Scientific Reports (Apr 2024)

Classifying early infant feeding status from clinical notes using natural language processing and machine learning

  • Dominick J. Lemas,
  • Xinsong Du,
  • Masoud Rouhizadeh,
  • Braeden Lewis,
  • Simon Frank,
  • Lauren Wright,
  • Alex Spirache,
  • Lisa Gonzalez,
  • Ryan Cheves,
  • Marina Magalhães,
  • Ruben Zapata,
  • Rahul Reddy,
  • Ke Xu,
  • Leslie Parker,
  • Chris Harle,
  • Bridget Young,
  • Adetola Louis-Jaques,
  • Bouri Zhang,
  • Lindsay Thompson,
  • William R. Hogan,
  • François Modave

DOI
https://doi.org/10.1038/s41598-024-58299-x
Journal volume & issue
Vol. 14, no. 1
pp. 1 – 8

Abstract

Read online

Abstract The objective of this study is to develop and evaluate natural language processing (NLP) and machine learning models to predict infant feeding status from clinical notes in the Epic electronic health records system.
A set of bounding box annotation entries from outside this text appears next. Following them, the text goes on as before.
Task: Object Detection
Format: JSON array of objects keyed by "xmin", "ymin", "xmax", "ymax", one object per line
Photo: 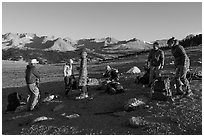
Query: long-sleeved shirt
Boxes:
[
  {"xmin": 79, "ymin": 57, "xmax": 88, "ymax": 86},
  {"xmin": 64, "ymin": 65, "xmax": 73, "ymax": 77},
  {"xmin": 171, "ymin": 45, "xmax": 190, "ymax": 66},
  {"xmin": 148, "ymin": 49, "xmax": 164, "ymax": 67},
  {"xmin": 25, "ymin": 65, "xmax": 40, "ymax": 84}
]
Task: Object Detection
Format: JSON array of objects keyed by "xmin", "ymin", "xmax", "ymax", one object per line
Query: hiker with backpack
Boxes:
[
  {"xmin": 167, "ymin": 37, "xmax": 192, "ymax": 96},
  {"xmin": 103, "ymin": 65, "xmax": 119, "ymax": 81},
  {"xmin": 103, "ymin": 65, "xmax": 124, "ymax": 94},
  {"xmin": 76, "ymin": 50, "xmax": 89, "ymax": 99},
  {"xmin": 25, "ymin": 59, "xmax": 40, "ymax": 111},
  {"xmin": 147, "ymin": 42, "xmax": 164, "ymax": 87},
  {"xmin": 64, "ymin": 59, "xmax": 74, "ymax": 95}
]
The primary outcome was the classification of infant feeding status from clinical notes using Medical Subject Headings (MeSH) terms. Annotation of notes was completed using TeamTat to uniquely classify clinical notes according to infant feeding status. We trained 6 machine learning models to classify infant feeding status: logistic regression, random forest, XGBoost gradient descent, k-nearest neighbors, and support-vector classifier. Model comparison was evaluated based on overall accuracy, precision, recall, and F1 score. Our modeling corpus included an even number of clinical notes that was a balanced sample across each class. We manually reviewed 999 notes that represented 746 mother-infant dyads with a mean gestational age of 38.9 weeks and a mean maternal age of 26.6 years. The most frequent feeding status classification present for this study was exclusive breastfeeding [n = 183 (18.3%)], followed by exclusive formula bottle feeding [n = 146 (14.6%)], and exclusive feeding of expressed mother’s milk [n = 102 (10.2%)], with mixed feeding being the least frequent [n = 23 (2.3%)]. Our final analysis evaluated the classification of clinical notes as breast, formula/bottle, and missing. The machine learning models were trained on these three classes after performing balancing and down sampling. The XGBoost model outperformed all others by achieving an accuracy of 90.1%, a macro-averaged precision of 90.3%, a macro-averaged recall of 90.1%, and a macro-averaged F1 score of 90.1%. Our results demonstrate that natural language processing can be applied to clinical notes stored in the electronic health records to classify infant feeding status. Early identification of breastfeeding status using NLP on unstructured electronic health records data can be used to inform precision public health interventions focused on improving lactation support for postpartum patients.